This study demonstrates the significant gap between optimal depression care and population-based, real-world measures of care. Given that such a large segment of the US population (roughly 1 in 5 adults, or 42.1 million Americans) screened positive for at least mild depressive symptoms, it may be seen as a major challenge to our nation’s health if such a burdensome disease is so frequently undiagnosed, untreated, or undertreated. In many ways it is analogous to the gap between prevalence of elevated blood pressure in the population and levels of detection, treatment, and “treat-to-target” control of hypertension. Although impressive gains have been made (for example, the proportion of hypertensive patients with at least partially controlled blood pressure, defined by blood pressure <160/95, rose from 16% in 1972 to 67% in 1991);18
still, only 34% of patients with hypertension have blood pressure completely under control, 25% are partially treated but uncontrolled, 11% are taking no medication, and 30% are unaware that they even have high blood pressure. Eisenberg and Power19
used the phrase “voltage drop” to describe the gap between potentially achievable outcomes and those outcomes actually achieved in real-world practice settings, and ultimately in community-based populations.
Primary care clinicians approach patients not as single disease or risk factors, but as whole persons, understanding that depression confers a direct burden of suffering but also complicates the management of various other chronic diseases or risk factors. For example, the epidemiologic evidence for an association between depression and cardiovascular risk is quite strong.20,21
Depression prevalence is also higher among individuals with diabetes,22
and depression is correlated with poor glycemic control. Depression and metabolic syndrome are correlated as well, and each is an independent predictor of adverse cardiac outcomes.23
Beyond considering depression as a risk factor, however, depression is also a disabling disease unto itself, accounting for disability, reduced quality of life, loss of work days, damage to relationships, and even suicide.24,25
Although recognition of depression has improved, our data show that more than half of US adults with depressive symptoms are untreated, and 3 of 4 people with severe depressive symptoms are not taking antidepressant medications. Treatment to remission significantly reduces relapse rates in depression; however, almost half of people taking antidepressants have not achieved remission of depressive symptoms.26
Formal screening protocols in primary care practices identify many more patients with depressive symptoms than are diagnosed in usual care models. There is an emerging body of evidence to suggest that although screening protocols do detect more cases of depression, they do not by themselves reduce the burden of disease or even improve outcomes.27
The US Preventive Services Task Force only recommends screening adults for depression in clinical practices that have systems to ensure accurate diagnosis, effective treatment, and follow-up. However, when coupled with structured approaches to depression care management such as the 3-component model, which integrates nurse care managers and mental health professionals into the primary care practice team, improved outcomes can be achieved. The (Prevention of Suicide in Primary Care Elderly: Collaborative Trial) study showed that medical complexities and comorbid chronic disease common to general internal medicine practices affect treatment outcomes for depression in usual-care settings, but that the impact of comorbidities on depression outcomes can be eliminated with a more intensive approach to depression care.28
There are limitations to our study. The use of a national survey provides generalizable data we can apply to the entire noninstitutionalized US population, but it does lack the clinical specificity that might be obtained from direct review of clinical records. The PHQ-9 is a self-administered instrument validated for screening, diagnosis, and assessment of the severity of depressive symptoms, with a sensitivity and specificity of 88% each for major depression.14
It is more easily adapted to high-volume primary care settings than instruments such as the Zung or Hamilton Depression Rating Scales.

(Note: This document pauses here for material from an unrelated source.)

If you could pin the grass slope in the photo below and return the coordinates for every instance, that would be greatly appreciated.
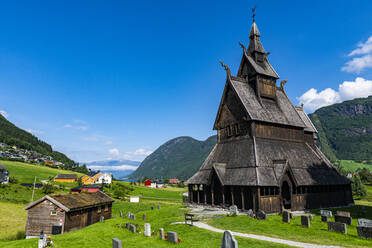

Using a PHQ-9 score >5 to indicate mild, moderate, moderately severe, or severe depressive symptoms, NHANES provides a higher prevalence estimate (21.6%, or more than 40 million Americans) than other recent surveys. However, combining only moderate, moderately severe, and severe depressive symptoms gives a point prevalence of 6.8%, which is more consistent with other national estimates of a prevalence over a 12-month period of 6.6%.7
This may indicate that other instruments are not detecting mild depressive symptoms, or that the PHQ-9 threshold of 5 may be overly sensitive but not specific.
It is possible that individuals who screened positive on the NHANES PHQ-9 underreported treatment, either because of recall errors or additional factors (eg, stigma associated with mental illness and its treatment). In addition, individuals who report taking an antidepressant drug may be taking it for conditions other than depressive symptoms and therefore have low PHQ-9 scores. This would lead to an overestimate of the proportion of the population treated to remission, which is already low. We also have no repeated measures or longitudinal tracking to assess the impact of treatment on recently diagnosed individuals, or to estimate the rate of partial response to treatment (>50% reduction in PHQ-9 score).
Furthermore, individuals with bipolar depression may have elevated PHQ-9 scores, but may be prescribed mood stabilizers rather than antidepressants for treatment of depressive symptoms. Although this represents an extremely small number of individuals, it could lead to a slight underestimate of antidepressant treatment rates for individuals with moderately severe or severe depressive symptoms.